Seeing the forest for the trees on Muni
Or, maybe that’s a cliché and I shouldn’t call it that. Let’s go with dear-diary moment, instead.
Like everyone who works on this site, I gravitate willfully toward wacky-on-Muni like some kind of masochist. But my perspective is skewed after one too many missed runs, NextBus fiascoes, or just plain ol’ bad timing. I’ve been catching a 47-Van Ness in the evenings, on and off for nearly three years, and it’s all pretty standard fare. But it’s been particularly bad in the evenings, as my phone now habitually returns NextBus results like “19, 29, 39 minutes” after saying 4 minutes when I first started waiting. Say what you will about who and what sucks in this scenario, but, until recently, that was unusual for me, that time, and that 47 stop at the start of the line.
I tried to self-help by first acknowledging some basic truths. I fucking hate the bus sometimes; there, I said it. But I’m not driving to work, and I’m realistically not going to walk from downtown or ride my bike every day. Cab, shmab.
Therefore: I am taking Muni to work for at least one leg, and I have to deal with it. Dealing with it doesn’t include screaming into a phone about “goddamn shitty drivers standing around doing nothing while we wait in the rain for this fucking bus to leave.” (Who was that woman?)
Yesterday, after receiving still more crappy results from NextBus, I just grabbed an F-Market/Wharves a few minutes later. And I got a seat. And…did you know streetcars are actually really pretty after dark? They’re always pretty, you say? Not at 8:50 a.m. as a commuter.
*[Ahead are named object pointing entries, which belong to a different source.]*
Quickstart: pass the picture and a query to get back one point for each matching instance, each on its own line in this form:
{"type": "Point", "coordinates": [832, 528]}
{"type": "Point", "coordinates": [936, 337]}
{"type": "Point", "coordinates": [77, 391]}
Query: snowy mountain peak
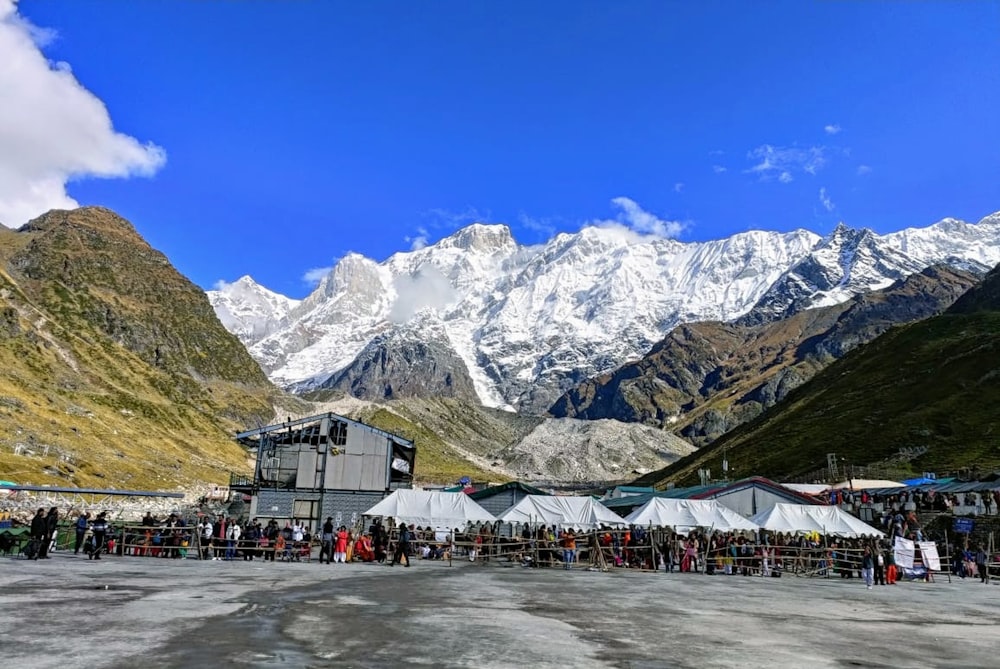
{"type": "Point", "coordinates": [249, 310]}
{"type": "Point", "coordinates": [482, 237]}
{"type": "Point", "coordinates": [530, 322]}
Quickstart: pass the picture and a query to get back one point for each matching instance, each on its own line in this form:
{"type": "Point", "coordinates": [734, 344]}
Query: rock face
{"type": "Point", "coordinates": [929, 387]}
{"type": "Point", "coordinates": [114, 370]}
{"type": "Point", "coordinates": [531, 323]}
{"type": "Point", "coordinates": [401, 364]}
{"type": "Point", "coordinates": [704, 379]}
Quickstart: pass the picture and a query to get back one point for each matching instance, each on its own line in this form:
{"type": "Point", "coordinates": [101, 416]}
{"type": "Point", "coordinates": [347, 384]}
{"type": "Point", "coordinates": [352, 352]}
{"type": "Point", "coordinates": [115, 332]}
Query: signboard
{"type": "Point", "coordinates": [929, 556]}
{"type": "Point", "coordinates": [962, 525]}
{"type": "Point", "coordinates": [903, 553]}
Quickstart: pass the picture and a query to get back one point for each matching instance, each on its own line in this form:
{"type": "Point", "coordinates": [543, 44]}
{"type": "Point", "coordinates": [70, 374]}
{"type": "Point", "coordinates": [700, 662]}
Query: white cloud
{"type": "Point", "coordinates": [781, 163]}
{"type": "Point", "coordinates": [636, 219]}
{"type": "Point", "coordinates": [313, 276]}
{"type": "Point", "coordinates": [52, 129]}
{"type": "Point", "coordinates": [453, 220]}
{"type": "Point", "coordinates": [825, 200]}
{"type": "Point", "coordinates": [427, 288]}
{"type": "Point", "coordinates": [544, 227]}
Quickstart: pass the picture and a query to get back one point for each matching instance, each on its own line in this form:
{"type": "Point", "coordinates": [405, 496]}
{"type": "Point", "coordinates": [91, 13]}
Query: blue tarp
{"type": "Point", "coordinates": [918, 481]}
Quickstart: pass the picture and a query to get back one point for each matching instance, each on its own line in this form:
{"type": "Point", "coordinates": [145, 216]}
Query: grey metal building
{"type": "Point", "coordinates": [323, 466]}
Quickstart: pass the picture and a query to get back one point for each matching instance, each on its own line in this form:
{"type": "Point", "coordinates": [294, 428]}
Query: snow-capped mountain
{"type": "Point", "coordinates": [249, 310]}
{"type": "Point", "coordinates": [531, 321]}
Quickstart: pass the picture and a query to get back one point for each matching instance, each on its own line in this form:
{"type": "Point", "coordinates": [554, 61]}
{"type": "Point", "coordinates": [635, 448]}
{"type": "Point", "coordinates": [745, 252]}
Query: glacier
{"type": "Point", "coordinates": [531, 321]}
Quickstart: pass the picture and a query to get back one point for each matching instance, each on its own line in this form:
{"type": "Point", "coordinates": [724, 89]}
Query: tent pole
{"type": "Point", "coordinates": [652, 544]}
{"type": "Point", "coordinates": [947, 549]}
{"type": "Point", "coordinates": [989, 556]}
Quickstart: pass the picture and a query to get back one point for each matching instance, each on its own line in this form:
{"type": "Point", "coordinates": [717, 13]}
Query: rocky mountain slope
{"type": "Point", "coordinates": [928, 385]}
{"type": "Point", "coordinates": [457, 438]}
{"type": "Point", "coordinates": [706, 378]}
{"type": "Point", "coordinates": [530, 323]}
{"type": "Point", "coordinates": [114, 370]}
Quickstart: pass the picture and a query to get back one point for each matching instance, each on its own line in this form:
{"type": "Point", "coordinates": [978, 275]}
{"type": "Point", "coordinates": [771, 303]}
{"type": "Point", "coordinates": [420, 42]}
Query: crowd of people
{"type": "Point", "coordinates": [733, 553]}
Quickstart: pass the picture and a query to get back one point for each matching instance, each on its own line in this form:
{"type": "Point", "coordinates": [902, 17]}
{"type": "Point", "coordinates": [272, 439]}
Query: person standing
{"type": "Point", "coordinates": [402, 546]}
{"type": "Point", "coordinates": [326, 547]}
{"type": "Point", "coordinates": [39, 525]}
{"type": "Point", "coordinates": [340, 550]}
{"type": "Point", "coordinates": [100, 530]}
{"type": "Point", "coordinates": [82, 525]}
{"type": "Point", "coordinates": [205, 536]}
{"type": "Point", "coordinates": [568, 540]}
{"type": "Point", "coordinates": [879, 566]}
{"type": "Point", "coordinates": [981, 563]}
{"type": "Point", "coordinates": [867, 567]}
{"type": "Point", "coordinates": [51, 527]}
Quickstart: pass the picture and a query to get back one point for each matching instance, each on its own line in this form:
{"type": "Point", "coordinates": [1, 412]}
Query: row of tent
{"type": "Point", "coordinates": [453, 510]}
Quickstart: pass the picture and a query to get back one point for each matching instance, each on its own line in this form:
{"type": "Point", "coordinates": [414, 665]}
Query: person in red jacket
{"type": "Point", "coordinates": [340, 550]}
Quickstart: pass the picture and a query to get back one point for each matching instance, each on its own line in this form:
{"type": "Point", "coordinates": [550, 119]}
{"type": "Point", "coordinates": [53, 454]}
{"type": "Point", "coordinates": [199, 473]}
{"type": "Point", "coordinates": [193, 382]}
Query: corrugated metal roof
{"type": "Point", "coordinates": [513, 485]}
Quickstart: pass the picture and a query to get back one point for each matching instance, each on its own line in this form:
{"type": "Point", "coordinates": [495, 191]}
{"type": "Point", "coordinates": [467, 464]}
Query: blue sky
{"type": "Point", "coordinates": [270, 138]}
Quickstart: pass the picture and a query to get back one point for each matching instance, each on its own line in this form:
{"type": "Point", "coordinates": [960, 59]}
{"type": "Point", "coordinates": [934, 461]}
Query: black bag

But, at night; the interior lighting is warm, unlike the unforgiving fluorescence of our standard buses. People aren’t in a hurry. Tourists take pictures as the also-lit-up Embarcadero buildings and Transamerica Pyramid come into view. You can’t see people outside that clearly, so you’re wrapped up in an almost-intimate, cozy transit cocoon, barreling along to Market Street.
How did this turn into a foufy post about the F?
Whether it happens again today, tomorrow, or next week, Muni actually managed to make me hate it and love it in less than 30 minutes. Even if/when the scale tips again toward hatred, I will still use the bus and I will still have to find these moments to keep me sane.
You brought up something I noticed as Muni vehicles changed over the years, the buses of my childhood had incandecent lights which produced warm, but dim lighting. If you had a window seat it wasn’t hard too look outside at night. When the first GMC buses arrived in the late 60s, they introduced fluorscent lighting which made the interior brighter, but also made it harder to look through the windows at night. Since then, every new generation of bus has had brighter lighting making it easier to see around the bus but harder to see outside.